We all sang, each our own tune, as we climbed. The air was clear, oh! so clear! The farms in the valley grew smaller and smaller, and the birch trees we passed were little and stunted.
Whenever Petter Kloed jumped out of the wagon after a flower or anything, we whipped the horse so as to get as far ahead of him as possible; Petter is as lazy as a log and hates to walk a step, so it was good enough for him.
Any boy with more grown-up, mannish airs than Petter Kloed puts on could not be found the world over. He wears long trousers and has been in the theatre a thousand times, he says; he smokes cigarettes too; and, always, about everything, no matter what it is, he says, pooh! he has seen that before; so it seems as if there were nothing left that could amuse him. Andrine admires him sometimes, I know that very well, but such silly puppies can go or stay for all I care. However, it was jolly to have him with us on the saeter trip,—just for the fun of teasing him, you know.
Karsten and Petter disputed the whole time as to how high we were in the air and how high up it was possible to breathe. At last they got all the way to the moon and Jupiter.
"I'll bet you anything you choose that Jupiter has air that people could breathe," said Karsten.
"That's just the kind of thing such a cabbage-head as you would bet on," said Petter Kloed.
At that—only think! Karsten pitched into Petter and then they began to fight in the back of the wagon.

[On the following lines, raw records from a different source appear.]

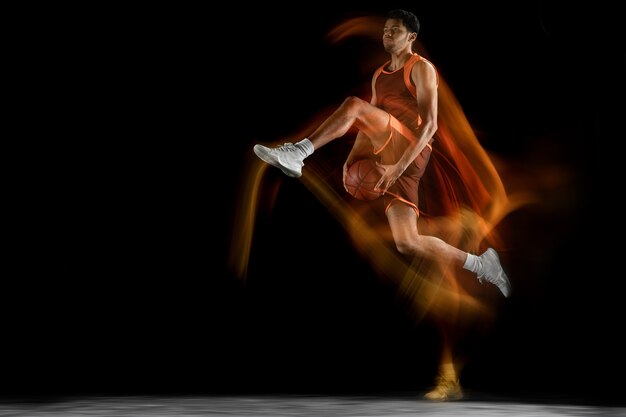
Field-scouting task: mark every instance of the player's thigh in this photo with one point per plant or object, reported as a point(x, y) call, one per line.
point(375, 124)
point(402, 220)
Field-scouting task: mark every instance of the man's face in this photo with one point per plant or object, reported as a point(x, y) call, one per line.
point(395, 35)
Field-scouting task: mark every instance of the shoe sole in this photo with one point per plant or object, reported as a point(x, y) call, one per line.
point(260, 151)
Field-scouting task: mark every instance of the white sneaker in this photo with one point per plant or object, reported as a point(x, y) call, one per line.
point(492, 272)
point(288, 157)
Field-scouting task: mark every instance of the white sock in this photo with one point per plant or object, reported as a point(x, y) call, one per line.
point(306, 146)
point(472, 263)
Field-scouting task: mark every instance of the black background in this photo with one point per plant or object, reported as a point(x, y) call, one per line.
point(120, 282)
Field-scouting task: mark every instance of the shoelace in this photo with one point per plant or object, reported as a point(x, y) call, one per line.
point(288, 147)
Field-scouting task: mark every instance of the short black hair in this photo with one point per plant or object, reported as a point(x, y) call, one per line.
point(408, 18)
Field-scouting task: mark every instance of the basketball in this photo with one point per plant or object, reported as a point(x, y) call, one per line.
point(361, 179)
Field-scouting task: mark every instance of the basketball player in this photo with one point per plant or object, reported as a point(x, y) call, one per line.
point(398, 125)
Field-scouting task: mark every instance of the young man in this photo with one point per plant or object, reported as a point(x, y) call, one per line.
point(398, 127)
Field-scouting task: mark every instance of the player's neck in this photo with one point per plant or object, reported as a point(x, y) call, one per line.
point(398, 60)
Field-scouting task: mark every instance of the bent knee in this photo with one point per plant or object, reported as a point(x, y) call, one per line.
point(406, 247)
point(353, 103)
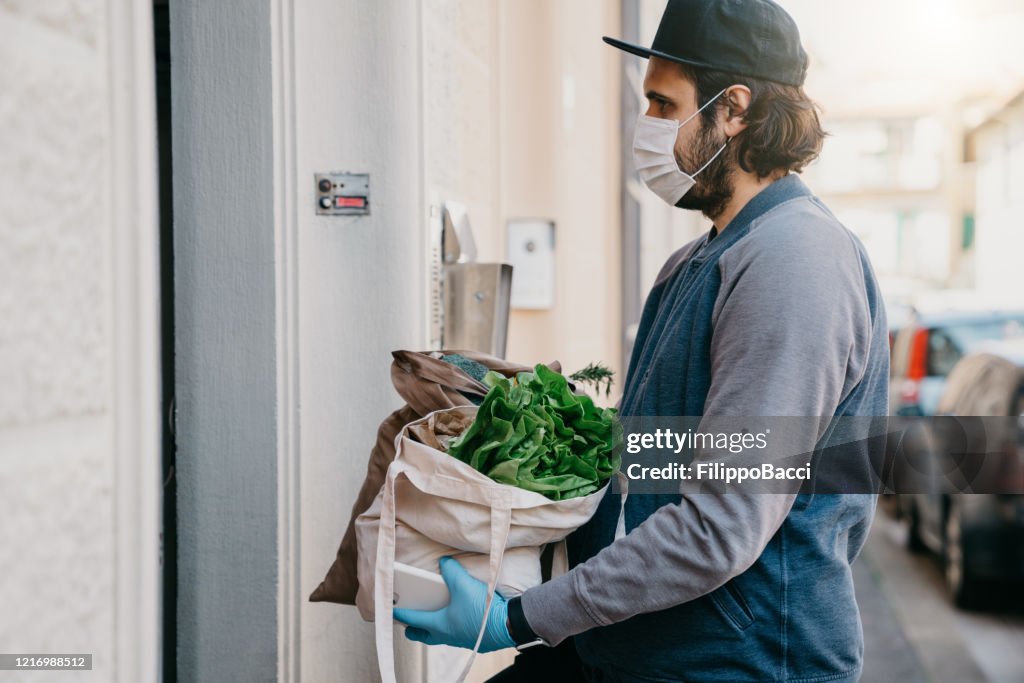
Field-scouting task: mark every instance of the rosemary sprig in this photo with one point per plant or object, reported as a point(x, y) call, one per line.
point(595, 374)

"Are you Tartars both of you?" said I, and took a tight grip in the back of Karsten's jacket. "Don't you jump out of your skin now! If you fly at people this way as you are always doing, you shall trot back to Goodfields alone!"
"He—he is just as much of a cabbage-head as I am," mumbled Karsten, but he didn't dare to say another word, for after all, he has to respect me, you see.
Then I suggested that we should eat some of our luncheon. It's so pleasant to eat out-of-doors!
We were high, high up on the mountain,where we could see nothing but forests and mountains, a whole sea of dark, thick pine forests, and just mountains and mountains and mountains. There we drank toasts to Norway, to the summer, and to each other, and sang: "Ja, vi elsker dette landet," our national song, you know, and had an awfully jolly time.
But up there it was so still, so still! Nothing but gray-brown moor and dwarf birches, and willows and ice-cold mountain brooks. Far over across the moor we could see the road like a narrow gray ribbon in the monotonous brown. Far west were the snow-capped peaks, sharp, jagged and blue, and with great snow-drifts. It was very beautiful, unspeakably strange and still. We all grew silent.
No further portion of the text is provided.